Reproducibility - martinkiefer/Scotch GitHub Wiki
Reproducibility
This page explains how the experiments in the paper 'Scotch: Generating FPGA-Accelerators for Sketching at Line Rate' (publication pending) can be reproduced / how all artifcats are used.
First, you need to make sure that you satisfy all requirements for this project listed on the project main page. Baselines require GCC/CUDA.
Second, make sure that you have generated the parser and, if you run our baselines, generate input data.

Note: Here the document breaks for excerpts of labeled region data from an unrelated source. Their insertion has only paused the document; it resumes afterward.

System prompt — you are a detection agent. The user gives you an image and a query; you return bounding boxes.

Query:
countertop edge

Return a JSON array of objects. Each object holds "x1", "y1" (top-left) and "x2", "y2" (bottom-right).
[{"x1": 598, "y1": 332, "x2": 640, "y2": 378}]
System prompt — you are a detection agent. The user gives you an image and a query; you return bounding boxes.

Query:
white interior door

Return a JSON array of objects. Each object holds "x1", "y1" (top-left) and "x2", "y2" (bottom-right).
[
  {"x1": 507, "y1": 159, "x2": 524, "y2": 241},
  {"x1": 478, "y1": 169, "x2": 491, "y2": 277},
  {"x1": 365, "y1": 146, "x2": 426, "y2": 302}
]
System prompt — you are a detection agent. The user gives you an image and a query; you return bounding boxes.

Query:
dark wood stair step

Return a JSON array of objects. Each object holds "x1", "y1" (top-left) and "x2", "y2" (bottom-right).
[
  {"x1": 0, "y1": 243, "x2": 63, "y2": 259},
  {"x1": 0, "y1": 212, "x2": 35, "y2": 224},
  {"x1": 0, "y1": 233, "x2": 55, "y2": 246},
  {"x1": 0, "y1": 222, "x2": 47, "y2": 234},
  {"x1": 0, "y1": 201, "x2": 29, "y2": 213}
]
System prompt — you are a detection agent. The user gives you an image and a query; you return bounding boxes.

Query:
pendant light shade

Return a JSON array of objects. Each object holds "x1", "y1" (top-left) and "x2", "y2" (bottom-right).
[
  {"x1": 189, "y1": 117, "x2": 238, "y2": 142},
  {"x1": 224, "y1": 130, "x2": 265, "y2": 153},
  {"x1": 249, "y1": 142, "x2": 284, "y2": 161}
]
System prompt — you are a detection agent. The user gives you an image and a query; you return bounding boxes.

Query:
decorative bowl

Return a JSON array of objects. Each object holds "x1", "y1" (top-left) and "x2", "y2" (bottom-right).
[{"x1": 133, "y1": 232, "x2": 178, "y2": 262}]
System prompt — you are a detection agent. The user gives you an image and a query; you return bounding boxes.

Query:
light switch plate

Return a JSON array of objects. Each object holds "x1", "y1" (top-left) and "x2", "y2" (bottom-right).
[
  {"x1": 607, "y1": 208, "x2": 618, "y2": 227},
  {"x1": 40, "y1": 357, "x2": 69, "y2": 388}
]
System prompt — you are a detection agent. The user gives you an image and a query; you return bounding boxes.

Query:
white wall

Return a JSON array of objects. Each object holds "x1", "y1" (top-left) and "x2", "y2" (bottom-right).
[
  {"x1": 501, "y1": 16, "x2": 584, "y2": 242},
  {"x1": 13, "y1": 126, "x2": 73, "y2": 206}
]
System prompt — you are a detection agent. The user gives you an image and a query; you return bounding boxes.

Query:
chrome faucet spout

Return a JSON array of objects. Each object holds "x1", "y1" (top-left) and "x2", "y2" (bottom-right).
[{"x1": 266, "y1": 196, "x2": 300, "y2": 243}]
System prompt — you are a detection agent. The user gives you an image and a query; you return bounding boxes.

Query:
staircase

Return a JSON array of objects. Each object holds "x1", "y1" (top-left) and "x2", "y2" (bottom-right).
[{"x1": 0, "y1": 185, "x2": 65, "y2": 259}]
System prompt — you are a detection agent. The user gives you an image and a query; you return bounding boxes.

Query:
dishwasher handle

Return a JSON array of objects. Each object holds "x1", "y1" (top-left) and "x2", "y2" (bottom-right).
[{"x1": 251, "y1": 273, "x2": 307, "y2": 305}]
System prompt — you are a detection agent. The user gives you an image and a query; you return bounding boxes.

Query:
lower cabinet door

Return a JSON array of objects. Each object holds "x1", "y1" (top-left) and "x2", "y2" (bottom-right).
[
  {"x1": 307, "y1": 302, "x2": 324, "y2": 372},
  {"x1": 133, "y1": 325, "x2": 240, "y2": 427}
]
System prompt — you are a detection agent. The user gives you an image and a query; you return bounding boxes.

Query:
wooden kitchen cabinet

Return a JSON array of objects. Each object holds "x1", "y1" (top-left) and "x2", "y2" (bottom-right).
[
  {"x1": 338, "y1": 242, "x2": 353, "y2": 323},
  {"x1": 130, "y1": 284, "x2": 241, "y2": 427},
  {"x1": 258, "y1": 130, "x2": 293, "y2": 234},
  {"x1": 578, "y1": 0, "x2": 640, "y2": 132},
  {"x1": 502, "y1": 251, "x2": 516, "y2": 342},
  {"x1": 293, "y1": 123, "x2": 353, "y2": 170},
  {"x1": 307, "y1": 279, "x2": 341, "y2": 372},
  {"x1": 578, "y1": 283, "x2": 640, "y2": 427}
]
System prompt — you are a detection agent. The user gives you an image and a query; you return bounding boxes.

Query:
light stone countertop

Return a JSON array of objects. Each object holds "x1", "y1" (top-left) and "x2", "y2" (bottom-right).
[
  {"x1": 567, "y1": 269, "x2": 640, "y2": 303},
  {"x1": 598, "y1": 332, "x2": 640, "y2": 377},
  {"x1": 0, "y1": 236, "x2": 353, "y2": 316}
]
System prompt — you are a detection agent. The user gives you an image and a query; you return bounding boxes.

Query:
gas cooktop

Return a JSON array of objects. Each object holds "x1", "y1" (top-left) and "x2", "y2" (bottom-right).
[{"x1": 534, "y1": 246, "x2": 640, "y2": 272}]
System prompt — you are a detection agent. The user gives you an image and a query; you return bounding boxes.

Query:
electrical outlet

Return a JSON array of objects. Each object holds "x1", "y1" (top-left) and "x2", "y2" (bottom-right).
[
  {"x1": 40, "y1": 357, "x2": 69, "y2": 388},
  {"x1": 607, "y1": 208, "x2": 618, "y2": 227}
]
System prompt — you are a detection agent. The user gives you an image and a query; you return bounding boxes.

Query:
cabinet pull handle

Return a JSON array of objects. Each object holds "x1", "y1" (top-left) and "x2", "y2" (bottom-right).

In the following, we assume a Quartus Prime / Vivado installation pointed to by an environment variables (with the required licenses, obviously). For example:
Xilinx
PRODUCT=Vivado
TOOLCHAIN=/data/Xilinx/Vivado/2020.1/bin
Quartus Prime Pro
PRODUCT=Quartus
TOOLCHAIN=/data/intelFPGA_pro/19.3/quartus/bin/quartus
Automated Tuning
These experiments have quite a few parameters:
- Toolchain+FPGA,
- Degree of Data Parallelism
- Operating Frequency
- Algorithm (+ number of rows / columns)
But, fortunately, after you have things set up it's just a call to autotune.py and you can do something else for a while.
Selecting an I/O template
First, you have to prepare an approritate I/O controller. First, pick the FPGA, the algorithm, and the degree of data parallelism.
Given that, the following table will help you to pick the appropriate I/O controller from the I/O controller folder. It consists of three parts: A prefix, the degree of data parallelism, and an optional suffix.
FPGA | PREFIX |
---|---|
A10 | A10-10AX115S2F45I1SG-dummy-superior-flex- |
S10 | S10-1SG280HU2F50E2VG-dummy-superior-flex- |
XUS | xcvu29p-fsga2577-2L-e-flex- |
XUS+ | xcvu7p-flva2104-3-e-flex- |
Next, you append the degree of data parallelism DP
(1,4,8,16). If your target algorithm is gonna be HLL you want to append the suffix "-32-6".
Let's say you want to do AGMS on Arria 10 with a data parallelism degree of 4, then you want the I/O controller A10-10AX115S2F45I1SG-dummy-superior-flex-4
.
CONTROLLER=../IO-Controllers/A10-10AX115S2F45I1SG-dummy-superior-flex-4
The I/O templates have a target operating frequency of 400 MHz. If you want to run a different operating frequency, change the FMAX
variable in the compile.sh
script in the I/O controller folder.
Select a Sketch Descriptor
Our ScotchDSL implementations are located in the /Sketches folder. Depending on whether you want to do Map-Apply (column-sketches only) or Select-Update (all kinds of sketches), you want to check the corresponding subfolder. If you are using Map-Apply, be sure that the data parallelism selected for the I/O controller and the algorithm (DP suffix)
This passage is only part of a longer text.